The building continues apace. Next door to Domino's, Mr. Monaghan has given about $2.5 million in property and cash to Christ the King, a local Catholic charismatic congregation, so it can build a church. Unlike mainstream Catholics, charismatics worship in an ecstatic way, sometimes speaking in tongues or falling to the floor when they believe they have been touched by the Holy Spirit. Not a charismatic himself, Mr. Monaghan supports this congregation for its passionate commitment to faith. Despite his ascetic leanings, Mr. Monaghan has retained some extravagant hobbies. He recently finished building a skating rink on the private compound near Domino's where he lives with his wife and two of his daughters. And then there's the "Tar Paper Shack," a hideaway he built several years ago in the woods behind Domino's. A replica of an old hermit's cabin from the 1940s, the shack is furnished with bunk beds and ancient appliances, its pantry decoratively stocked with decades-old canned goods. Attached to the shack is a banquet room, with a long metal-topped table and mismatched chairs. Mr. Monaghan entertains there, serving multicourse gourmet meals on tin plates.

Mr. Monaghan hasn't given up on politics, either. His new law school has a strong antiabortion stance, with many of the country's most visible pro-life activists -- as well as Rep.

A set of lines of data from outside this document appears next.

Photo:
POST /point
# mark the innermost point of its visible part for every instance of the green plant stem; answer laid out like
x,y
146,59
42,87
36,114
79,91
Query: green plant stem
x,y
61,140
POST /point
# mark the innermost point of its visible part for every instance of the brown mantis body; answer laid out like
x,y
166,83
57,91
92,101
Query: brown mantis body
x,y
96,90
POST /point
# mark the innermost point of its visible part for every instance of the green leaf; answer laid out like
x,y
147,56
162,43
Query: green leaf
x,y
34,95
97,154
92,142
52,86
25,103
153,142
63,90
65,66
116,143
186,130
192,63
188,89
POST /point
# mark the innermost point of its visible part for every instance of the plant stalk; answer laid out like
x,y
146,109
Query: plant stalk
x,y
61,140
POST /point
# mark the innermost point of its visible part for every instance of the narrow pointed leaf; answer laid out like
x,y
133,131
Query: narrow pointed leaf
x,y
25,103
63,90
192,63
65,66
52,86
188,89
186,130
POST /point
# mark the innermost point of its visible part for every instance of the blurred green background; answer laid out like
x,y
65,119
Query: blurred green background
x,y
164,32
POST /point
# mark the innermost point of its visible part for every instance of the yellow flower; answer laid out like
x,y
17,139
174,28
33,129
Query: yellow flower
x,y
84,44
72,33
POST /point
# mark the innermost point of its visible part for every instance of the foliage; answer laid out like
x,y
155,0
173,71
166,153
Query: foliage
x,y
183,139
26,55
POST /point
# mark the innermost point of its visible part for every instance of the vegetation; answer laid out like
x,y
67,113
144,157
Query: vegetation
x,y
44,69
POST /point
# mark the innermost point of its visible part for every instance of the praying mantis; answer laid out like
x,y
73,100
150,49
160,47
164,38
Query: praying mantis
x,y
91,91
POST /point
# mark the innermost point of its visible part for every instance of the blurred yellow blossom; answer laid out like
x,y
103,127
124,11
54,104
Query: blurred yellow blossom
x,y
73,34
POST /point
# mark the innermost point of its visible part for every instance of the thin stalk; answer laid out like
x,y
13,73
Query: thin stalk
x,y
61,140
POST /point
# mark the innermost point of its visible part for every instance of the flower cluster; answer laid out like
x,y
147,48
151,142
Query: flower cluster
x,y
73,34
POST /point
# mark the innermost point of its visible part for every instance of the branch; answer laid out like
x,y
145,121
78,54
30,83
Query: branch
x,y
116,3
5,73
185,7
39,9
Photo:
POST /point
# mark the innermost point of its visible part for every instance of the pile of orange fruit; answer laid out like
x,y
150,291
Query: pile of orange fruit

Henry Hyde, of Illinois, and the failed Supreme Court nominee Robert Bork -- on its board or faculty.

His Thomas More Center for Law & Justice, which he founded last year, is a four-lawyer practice located down the hall from Mr. Monaghan's office and devoted to protecting "the sanctity of life, family values and religious freedom," says its director, Richard Thompson. Last month, a lawyer from the Thomas More Center flew to Kanawha County, W.Va., to encourage the school board there to adopt a textbook that presents an alternative to Darwinism.

Ave Maria employees say Mr. Monaghan would expand his Catholic empire as fast as they'd let him, and in his office, talking about the future, Mr. Monaghan is as enthusiastic as a child with a new toy. He wants to increase Legatus membership 30% this year. He dreams of building Catholic hospice facilities, Catholic nursing homes and retirement homes for priests.

And he's thinking about making a franchise business out of the Catholic dorms, like the one at the University of Michigan. "You could do several hundred of those overnight," he says.